Here it is, well past midnight and I am still awake. Actually it is past two in the morning. I stayed up far too late and now I have the second burst of energy. I was working on my midnight thoughts from the last post and no sooner did I save that post than the most unexpected thing happened. It was most certainly a sign of my thoughts being on the right track and almost as if the hand of the gods came to my rescue, pushing me when I could not jump. Sometimes things really do seem to happen for a reason and I am still inclined to believe there are no coincidences.

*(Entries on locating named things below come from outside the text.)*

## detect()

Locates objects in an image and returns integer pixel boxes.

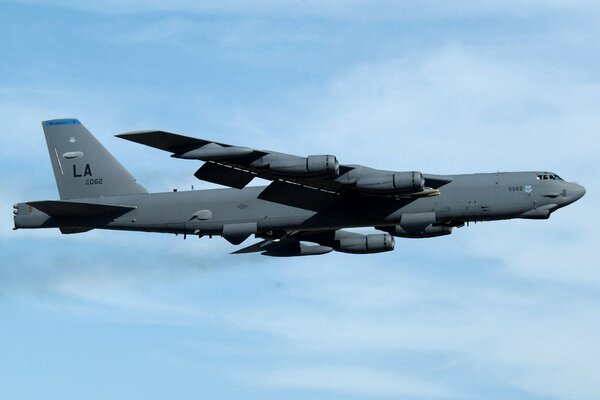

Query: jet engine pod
[385,225,452,239]
[356,171,425,194]
[335,233,395,254]
[261,239,333,257]
[269,155,340,177]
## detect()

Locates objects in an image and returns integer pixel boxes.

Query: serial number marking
[85,178,102,185]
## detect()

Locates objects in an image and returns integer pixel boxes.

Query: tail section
[42,119,147,200]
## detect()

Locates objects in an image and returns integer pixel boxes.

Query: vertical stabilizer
[42,118,147,199]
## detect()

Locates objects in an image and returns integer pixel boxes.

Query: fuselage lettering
[73,164,92,178]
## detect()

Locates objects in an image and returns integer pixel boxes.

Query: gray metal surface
[14,119,585,256]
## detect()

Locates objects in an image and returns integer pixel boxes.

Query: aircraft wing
[117,131,452,197]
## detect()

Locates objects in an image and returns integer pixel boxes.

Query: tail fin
[42,119,147,200]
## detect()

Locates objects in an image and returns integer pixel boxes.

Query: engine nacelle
[269,155,340,177]
[261,240,333,257]
[382,225,452,239]
[356,171,425,193]
[334,233,395,254]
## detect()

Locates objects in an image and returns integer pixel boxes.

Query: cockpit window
[536,173,562,181]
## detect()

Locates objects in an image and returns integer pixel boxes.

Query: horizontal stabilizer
[194,162,256,189]
[116,131,214,153]
[27,200,136,217]
[59,227,94,235]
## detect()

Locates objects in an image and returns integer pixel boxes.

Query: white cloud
[247,366,452,398]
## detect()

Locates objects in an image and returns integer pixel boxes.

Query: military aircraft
[14,118,585,257]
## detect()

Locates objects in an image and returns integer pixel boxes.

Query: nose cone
[567,183,585,202]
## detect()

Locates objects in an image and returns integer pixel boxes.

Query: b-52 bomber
[14,119,585,257]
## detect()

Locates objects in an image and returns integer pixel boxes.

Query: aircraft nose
[569,183,585,201]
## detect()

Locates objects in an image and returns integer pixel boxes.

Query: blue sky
[0,0,600,400]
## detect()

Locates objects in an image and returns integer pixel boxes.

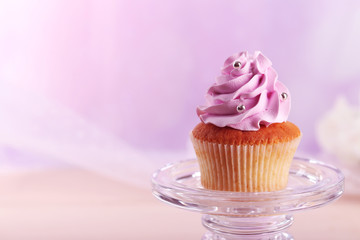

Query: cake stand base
[152,158,344,240]
[202,214,293,240]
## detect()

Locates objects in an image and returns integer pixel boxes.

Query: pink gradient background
[0,0,360,186]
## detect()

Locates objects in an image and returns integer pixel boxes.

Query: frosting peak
[197,51,291,131]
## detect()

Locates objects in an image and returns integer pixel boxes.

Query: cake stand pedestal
[152,158,344,240]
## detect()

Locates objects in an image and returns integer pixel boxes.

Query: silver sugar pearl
[236,104,246,112]
[233,61,241,68]
[281,92,288,100]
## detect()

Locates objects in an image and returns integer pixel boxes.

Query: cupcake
[191,51,301,192]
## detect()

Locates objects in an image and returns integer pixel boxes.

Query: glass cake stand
[152,157,344,240]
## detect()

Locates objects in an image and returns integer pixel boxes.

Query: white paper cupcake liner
[191,135,301,192]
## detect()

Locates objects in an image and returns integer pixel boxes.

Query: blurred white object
[316,95,360,195]
[316,94,360,165]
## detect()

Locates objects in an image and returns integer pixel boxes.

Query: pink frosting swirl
[197,51,291,131]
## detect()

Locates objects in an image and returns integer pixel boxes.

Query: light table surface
[0,168,360,240]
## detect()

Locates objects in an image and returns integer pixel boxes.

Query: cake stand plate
[152,157,344,240]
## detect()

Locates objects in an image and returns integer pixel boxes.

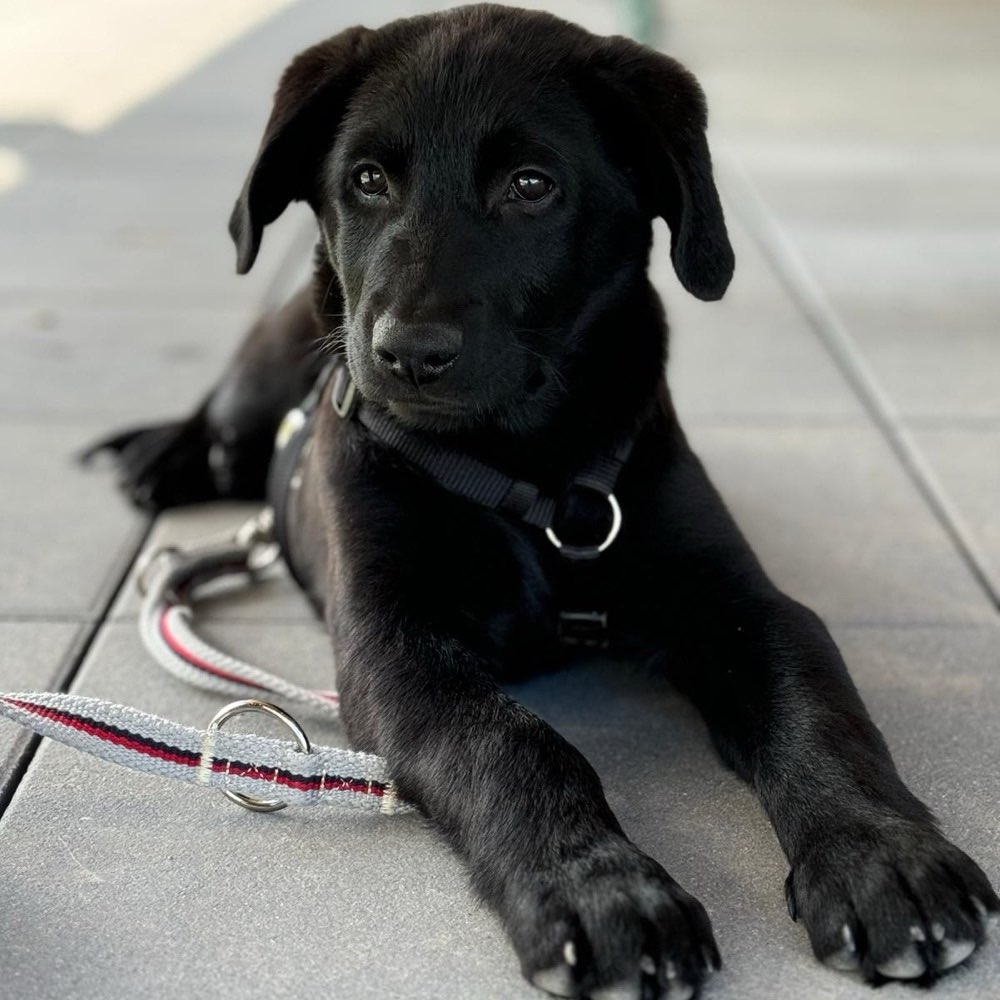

The other night when I longed so for the moon, a string of cold snowy days having been in the cards, I came out of work and a crescent moon worthy of a painting greeted me in the now crystal clear sky. Even then I wondered if my whispers had been heard. The stars have been glorious even if they have been viewed from the warmth of a window and Venus has been spectacular. If you have a view of the stars you will not have any trouble finding her as the star is very large and bright at present.
The music is back on and I am beginning to drift to a place of comfort and beauty. Music has always been a refuge, or a place where you can travel far away. These days I tend to move toward more peaceful music as this is what I seem to need in my life, at least the greater part of it. I have been tagged and I will try to get to writing about six things no one knows about me. I do not consider myself that fascinating but nevertheless I will give it my best. Those who know me are aware I do not often respond to tags, nor do I tag others. For now it will give me something to put on the page and perhaps I might surprise even myself with what I come up with.
Truly I am going to try and sleep now as I have a very large turkey waiting to be prepared for dinner and it will not wait for an afternoon oven.